Like them or not, the projects will
probably move forward, unless there is outcry from people who love
the canyon.
NationalGeographic.com has this
detailed article about the proposals. Here are excerpts:
Tourists who may
not otherwise be able to visit the floor of the canyon could ride a
gondola to the confluence (of the Colorado and Little Colorado) a
mile below.
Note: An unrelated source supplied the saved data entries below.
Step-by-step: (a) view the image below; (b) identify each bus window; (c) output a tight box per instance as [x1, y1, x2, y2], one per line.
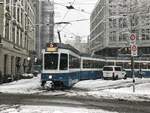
[44, 54, 58, 70]
[60, 53, 68, 70]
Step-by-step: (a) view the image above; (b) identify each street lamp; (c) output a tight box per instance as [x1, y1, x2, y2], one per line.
[27, 57, 31, 73]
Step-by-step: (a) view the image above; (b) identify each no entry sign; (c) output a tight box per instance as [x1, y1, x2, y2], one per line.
[131, 44, 138, 56]
[130, 34, 136, 44]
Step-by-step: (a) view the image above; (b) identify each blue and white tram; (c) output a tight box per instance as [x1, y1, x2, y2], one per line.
[41, 43, 81, 89]
[106, 59, 150, 78]
[41, 43, 104, 89]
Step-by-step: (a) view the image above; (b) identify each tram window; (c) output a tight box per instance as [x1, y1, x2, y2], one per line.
[60, 53, 68, 70]
[44, 54, 58, 70]
[69, 55, 80, 68]
[148, 63, 150, 69]
[83, 60, 89, 68]
[83, 60, 93, 68]
[141, 63, 147, 69]
[83, 60, 104, 68]
[106, 62, 114, 66]
[134, 62, 139, 69]
[99, 61, 105, 68]
[124, 62, 131, 69]
[116, 62, 123, 67]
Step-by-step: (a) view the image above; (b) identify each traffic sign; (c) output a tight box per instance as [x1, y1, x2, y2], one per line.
[131, 44, 138, 56]
[130, 33, 136, 44]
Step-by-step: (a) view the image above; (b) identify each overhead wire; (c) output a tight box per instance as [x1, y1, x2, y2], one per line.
[55, 0, 92, 39]
[59, 0, 76, 32]
[54, 2, 90, 14]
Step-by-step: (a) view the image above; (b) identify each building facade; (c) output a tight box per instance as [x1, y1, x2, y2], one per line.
[38, 0, 54, 58]
[90, 0, 150, 56]
[0, 0, 35, 82]
[65, 36, 89, 53]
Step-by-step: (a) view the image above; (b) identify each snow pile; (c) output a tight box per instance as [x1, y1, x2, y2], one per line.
[0, 105, 118, 113]
[0, 75, 41, 94]
[73, 78, 150, 101]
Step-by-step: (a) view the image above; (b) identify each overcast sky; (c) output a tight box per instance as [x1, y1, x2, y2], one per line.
[54, 0, 98, 42]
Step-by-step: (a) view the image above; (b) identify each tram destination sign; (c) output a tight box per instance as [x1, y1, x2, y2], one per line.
[46, 43, 58, 52]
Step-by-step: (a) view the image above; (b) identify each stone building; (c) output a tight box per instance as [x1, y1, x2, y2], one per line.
[90, 0, 150, 56]
[0, 0, 35, 82]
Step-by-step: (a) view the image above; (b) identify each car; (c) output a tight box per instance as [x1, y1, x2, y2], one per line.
[102, 66, 126, 80]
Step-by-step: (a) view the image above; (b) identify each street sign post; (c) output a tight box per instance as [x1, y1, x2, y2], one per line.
[129, 33, 137, 93]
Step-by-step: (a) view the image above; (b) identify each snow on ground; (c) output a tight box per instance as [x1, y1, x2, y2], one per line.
[0, 105, 118, 113]
[0, 74, 150, 101]
[73, 78, 150, 101]
[0, 74, 41, 94]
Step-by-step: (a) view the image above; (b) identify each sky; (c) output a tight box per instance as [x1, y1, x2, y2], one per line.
[53, 0, 98, 43]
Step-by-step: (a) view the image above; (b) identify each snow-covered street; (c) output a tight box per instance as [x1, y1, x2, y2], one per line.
[0, 74, 150, 102]
[1, 75, 150, 113]
[0, 105, 118, 113]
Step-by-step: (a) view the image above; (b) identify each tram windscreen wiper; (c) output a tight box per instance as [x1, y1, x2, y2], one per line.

There they would stroll on an elevated walkway and take
in the stunning view from stadium-style seating.
"In a world
hungry for harmony and beauty, can you think of a better place than
the Grand Canyon?" Whitmer asks.
The plan, now
pending before the Navajo Nation Council, has caused division on the
reservation and with other tribes, including the Hopi, who say the
canyon, and the confluence in particular, are sacred and should not
be disturbed.
"The Grand
Canyon is a place that people come to be awed by Mother Nature's work
over millions of years," said Grand Canyon National Park
Superintendent David Uberuaga, who calls the threats facing the park
the gravest in its 95-year history.
The tribe and the
park service disagree over who controls the land by the river where
the lower part of the project is planned. The Navajo say their
reservation starts at the river, while the park service claims its
boundary goes a quarter mile up. Uberuaga says the park service would
use its jurisdiction to stop development there. The Navajo Nation
will exert its sovereignty, Tome says. "We're not going to
acquiesce to the National Park Service whatsoever."
The project is
also likely to be challenged by the Hopi, Kuwanwisiwma says. The Hopi
Salt Trail runs along the Little Colorado River by the confluence and
onto the sipapuni, or place of emergence, upstream.
Writing in the New York Times, Kevin
Fedarko offers this
take on the proposed developments. Here is his headline and a
couple excerpts:
A Cathedral
Under Siege
Among its many
demands, the development requires water, and tapping new wells would
deplete the aquifer that drives many of the springs deep inside the
canyon — delicate oases with names like Elves Chasm and Mystic
Spring. These pockets of life, tucked amid a searing expanse of bare
rock, are among the park’s most exquisite gems.
The cable system
would take more than 4,000 visitors a day in eight-person gondolas to
a spot on the floor of the canyon known as the Confluence, where the
turquoise waters of the Little Colorado River merge with the emerald
green current of the Colorado. The area, which is sacred to many in
the Hopi and Zuni tribes, as well as Navajo people, would feature an
elevated walkway, a restaurant and an amphitheater.
“We have
multiple ways for people of all ability levels to experience the
canyon, whether it’s taking a slow trip on the river, riding one of
the burros, hiking the trails, or even flights or helicopters,”
said Bob Irvin, president of the conservation group American Rivers.
“But if we start building gondolas and other forms of development,
we lose much of what makes the Grand Canyon so special. It would be a
devastation, a sacrilege, to build that structure there.”